For interpolated and direct mode, B-frames routine surely has to
interpolate. This is always done with rounding==0, because the standard
demands it (that's faster for hardware implementation, I guess). 

So we know, that every stop of interpolation will round up in 2 of 4
cases, and never round down. 

r1&1  r2&1    "real"    rounded (r1+r2+1)/2 
 0     0        0            0
 0     1       0.5           1
 1     0       0.5           1
 1     1        1            1

The expectation value of error is 0.25 instead of 0.00 in a perfect world,
so we know that in the mean, block luminance will be too high by
0.25. This cannot be expressed in the image domain, of course. But it
_can_ in the DCT domain, because DC coefficient has higher resolution
than [0,255]. 
So let's simply subtract the (constant) value of DCT(0.25) from the DC
coefficient before quantization and see what happens. In theory, there
should then be as many "too dark" blocks as there are "too light" blocks,
but fewer than there are now. 

If the light blocks are less visisble, we can change the bias to more than
DCT(0.25). Remember: We can do anything we want with B-frames, it doesn't
change coding efficiency, since they are not used for prediction. 

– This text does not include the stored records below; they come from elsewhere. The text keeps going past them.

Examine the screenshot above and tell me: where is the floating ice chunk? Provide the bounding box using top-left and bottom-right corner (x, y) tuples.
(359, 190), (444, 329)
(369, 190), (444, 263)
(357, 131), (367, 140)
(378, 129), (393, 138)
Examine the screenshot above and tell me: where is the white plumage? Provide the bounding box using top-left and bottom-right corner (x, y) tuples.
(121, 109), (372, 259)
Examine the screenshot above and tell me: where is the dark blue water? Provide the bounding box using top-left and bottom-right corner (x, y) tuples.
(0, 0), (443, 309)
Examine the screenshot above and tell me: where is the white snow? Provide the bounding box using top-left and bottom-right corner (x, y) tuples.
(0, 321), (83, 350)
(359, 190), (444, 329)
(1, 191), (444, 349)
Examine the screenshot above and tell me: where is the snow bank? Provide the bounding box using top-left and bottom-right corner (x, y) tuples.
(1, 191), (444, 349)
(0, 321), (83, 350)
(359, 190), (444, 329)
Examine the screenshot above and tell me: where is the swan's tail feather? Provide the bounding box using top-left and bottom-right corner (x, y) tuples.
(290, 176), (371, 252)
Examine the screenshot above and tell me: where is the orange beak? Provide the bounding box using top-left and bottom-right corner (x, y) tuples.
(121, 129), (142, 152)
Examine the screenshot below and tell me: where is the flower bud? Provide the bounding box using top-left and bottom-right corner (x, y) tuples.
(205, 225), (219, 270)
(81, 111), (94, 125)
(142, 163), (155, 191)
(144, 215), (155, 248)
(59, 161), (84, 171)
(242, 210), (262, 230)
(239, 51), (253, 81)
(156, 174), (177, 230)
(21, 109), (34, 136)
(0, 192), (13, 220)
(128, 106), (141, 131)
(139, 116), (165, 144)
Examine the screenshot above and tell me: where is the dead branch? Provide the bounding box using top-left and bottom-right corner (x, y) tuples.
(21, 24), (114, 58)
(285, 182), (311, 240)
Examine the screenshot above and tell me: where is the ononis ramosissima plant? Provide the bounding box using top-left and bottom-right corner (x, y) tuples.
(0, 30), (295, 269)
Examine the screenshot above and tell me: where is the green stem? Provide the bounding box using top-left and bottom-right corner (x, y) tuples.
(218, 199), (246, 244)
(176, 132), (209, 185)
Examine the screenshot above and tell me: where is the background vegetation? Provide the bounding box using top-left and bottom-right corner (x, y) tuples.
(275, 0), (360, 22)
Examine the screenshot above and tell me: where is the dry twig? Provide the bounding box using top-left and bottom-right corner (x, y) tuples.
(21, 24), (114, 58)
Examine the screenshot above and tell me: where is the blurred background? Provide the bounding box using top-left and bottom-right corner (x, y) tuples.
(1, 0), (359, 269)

I'm not completely familiar with rounding in bframes. Radek wrote that 
for forward and backward mode we are rounding as well, and for
interpolated and direct mode even twice. 
Then of course, we would have to change the value, and use it for forward
mode, too. We could also take into account, that we _know_ if a vector has
even or odd components, so we know if it acts on an interpolate image or
not. This could play a role as well. 

Maybe somebody can check, if rounding in QPel is somewhat the same, or
even more biased.

gruel

P.S. Another way would be to not do rounding in image domain at all:
Simply let DCT act on both reference blocks and add them together, 
then devide afterwards in DCT domain (everything's linear...). Again
remember: motion compensation of encoder and decoder doesn't have to be
exactly the same, since errors don't propagate. It just has to _look_
good when decoded (actually, there is not compensation in encoder at all). 


> There is a slight bias towards negative DC. My hypotesis was: halfpel
> interpolation uses rounding_control = 0, so the total compensated
> image might indeed be a bit brighter - the formula is
>       r1 + r2 + 1 - rounding; .
>
> Further experiments confirm this - the values get swapped if I use
> rounding control of 1.
>
> The bias got bigger. Why? Because we interpolate two pictures and
> _again_ round away from zero, towards white. MPEG4 sucks, how can we
> round in the same direction twice?
> 
> Now, direct mode, the one which causes trouble:
> total : 616349
> DC -1 : 115687
> DC +1 : 31955
> 
> Can you see the problem? Once again, we're rounding towards white
> twice. This time however, motion compensation can't do nothing about
> it - it's very limited, both reference pictures are interpolated with
> the probability of 75% each, so there is 56% that they are both
> interpolated and only 6% that none. And in the end, they are
> interpolated together, again with rounding towards infinity.